Frank thought about her. He thought about that little girl that Jesus had been raping. He thought about that little boy. Those two should be in school, learning about animals and prepositions. The others should be in a middle school somewhere in seventh grade or eighth grade, worrying about getting on the school bus and if the lunch ladies were going to serve rice with weird gravy.

He thought about the girls he’d been offered in that tin hut in Colombia. Fourteen girls stolen in raids and abducted off roads. Little sisters and daughters used up and then tossed into the trash like empty bottles when they got sick or contracted AIDS or something else from one of the men and the signs started to show.

Ed’s sins were piling up. Frank hadn’t wanted to be involved in this. But Ed had pulled him in. Sow the wind, Ed, reap the whirlwind, buddy.

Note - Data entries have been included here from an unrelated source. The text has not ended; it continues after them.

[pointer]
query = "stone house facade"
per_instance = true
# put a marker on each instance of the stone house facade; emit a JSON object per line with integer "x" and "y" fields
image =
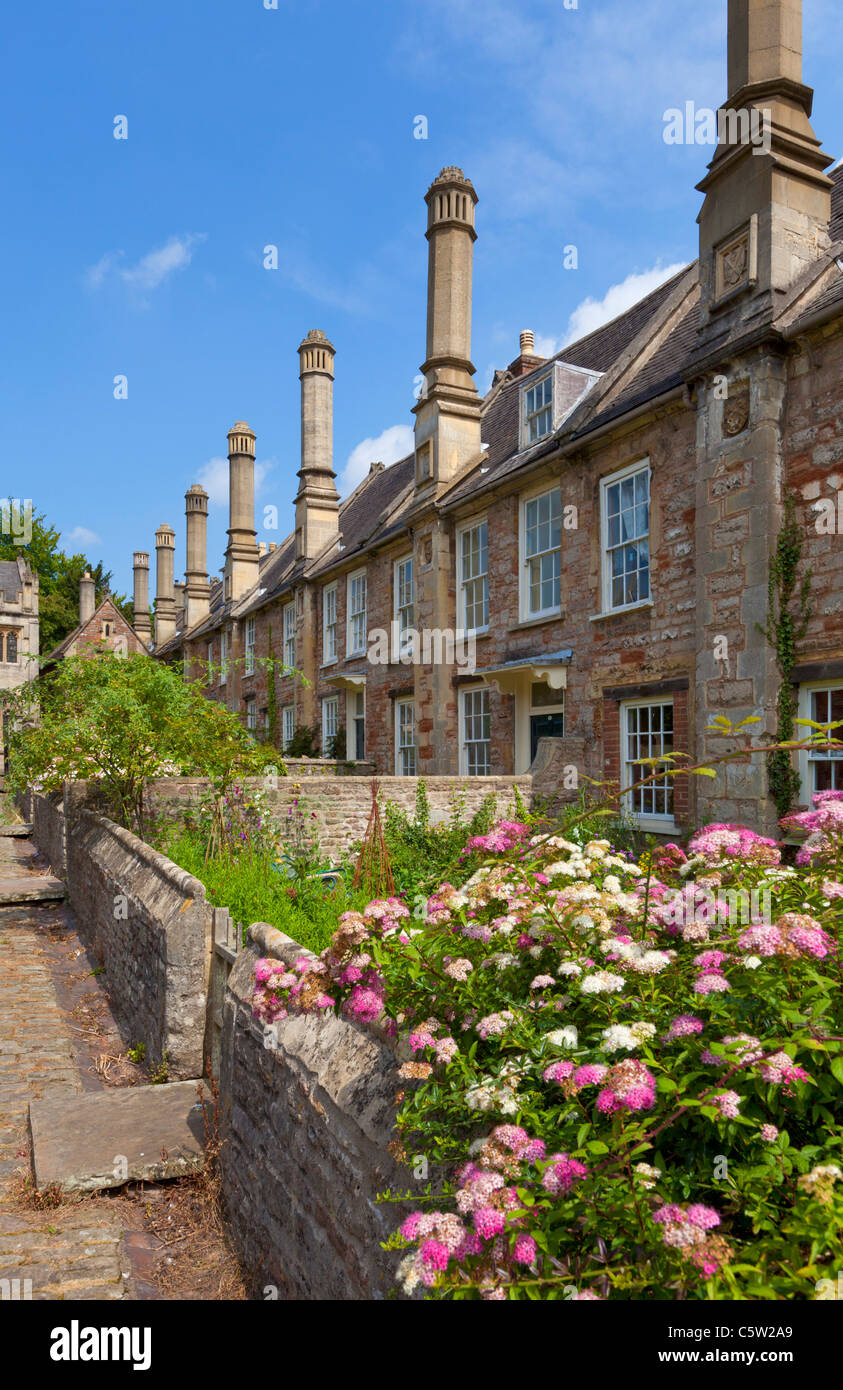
{"x": 102, "y": 627}
{"x": 584, "y": 552}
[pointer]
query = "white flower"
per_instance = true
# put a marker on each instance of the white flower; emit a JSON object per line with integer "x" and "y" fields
{"x": 603, "y": 983}
{"x": 647, "y": 1175}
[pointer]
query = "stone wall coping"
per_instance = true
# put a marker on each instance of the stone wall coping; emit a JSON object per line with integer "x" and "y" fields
{"x": 164, "y": 868}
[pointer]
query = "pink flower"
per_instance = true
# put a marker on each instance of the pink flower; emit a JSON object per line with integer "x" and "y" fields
{"x": 683, "y": 1026}
{"x": 434, "y": 1254}
{"x": 711, "y": 983}
{"x": 561, "y": 1173}
{"x": 728, "y": 1104}
{"x": 589, "y": 1075}
{"x": 558, "y": 1072}
{"x": 525, "y": 1250}
{"x": 488, "y": 1222}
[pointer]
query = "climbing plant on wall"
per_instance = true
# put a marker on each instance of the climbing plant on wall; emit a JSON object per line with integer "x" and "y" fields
{"x": 788, "y": 617}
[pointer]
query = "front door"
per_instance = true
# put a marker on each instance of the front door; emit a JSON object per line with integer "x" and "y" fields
{"x": 544, "y": 726}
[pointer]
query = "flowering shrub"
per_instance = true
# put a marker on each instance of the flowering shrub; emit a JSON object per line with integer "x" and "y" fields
{"x": 625, "y": 1094}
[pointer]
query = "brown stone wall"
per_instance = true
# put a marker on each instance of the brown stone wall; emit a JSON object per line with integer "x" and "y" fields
{"x": 814, "y": 477}
{"x": 306, "y": 1116}
{"x": 341, "y": 805}
{"x": 149, "y": 925}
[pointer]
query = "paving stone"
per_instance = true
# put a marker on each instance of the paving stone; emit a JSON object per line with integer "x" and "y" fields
{"x": 78, "y": 1141}
{"x": 31, "y": 890}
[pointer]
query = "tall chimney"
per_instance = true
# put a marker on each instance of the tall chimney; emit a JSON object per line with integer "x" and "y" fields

“Men are animals,” Carmen said.

“Some are,” Frank said. “And some are a lot worse.”

21
Gun

IN THE ARMY, Frank’s company had been briefed about human trafficking, which was not just the transportation of slaves, but also included the buying, selling, and owning. Special Forces worked in places and with people for whom trafficking was no big deal, and so they had to be prepared for it.

As he recalled, the U.S. State Department thought there were somewhere around twelve million people in slavery around the world. Everything from forced labor on fishing boats to forced marriages to child soldiers. The analysts estimated more than half a million women and children were bought, sold, and transported across international borders as sex slaves each year.

More than half a million per year

The trade in Asia and other parts of the world was huge, but it didn’t all occur in far-off places. Thousands of women and children were brought to the U.S. each year. Thousands coming to the land of freedom and opportunity only to find it a land of shackles. A place to be infected with some disease at the hands of people whose chest cavities were missing their hearts.

Where did they go when they were used up and broken? How many escaped? How many died?

And these were the people who had Tony.

He took some deep breaths to calm himself. He needed to see straight. Needed his vision to clear. He could not risk letting his thinking get mucked up with too much anger.

They approached the police officer, and Sam slowed the vehicle. Frank took another breath, then rolled his window down and put on his concerned citizen face. “Officer,” he called, “what happened?”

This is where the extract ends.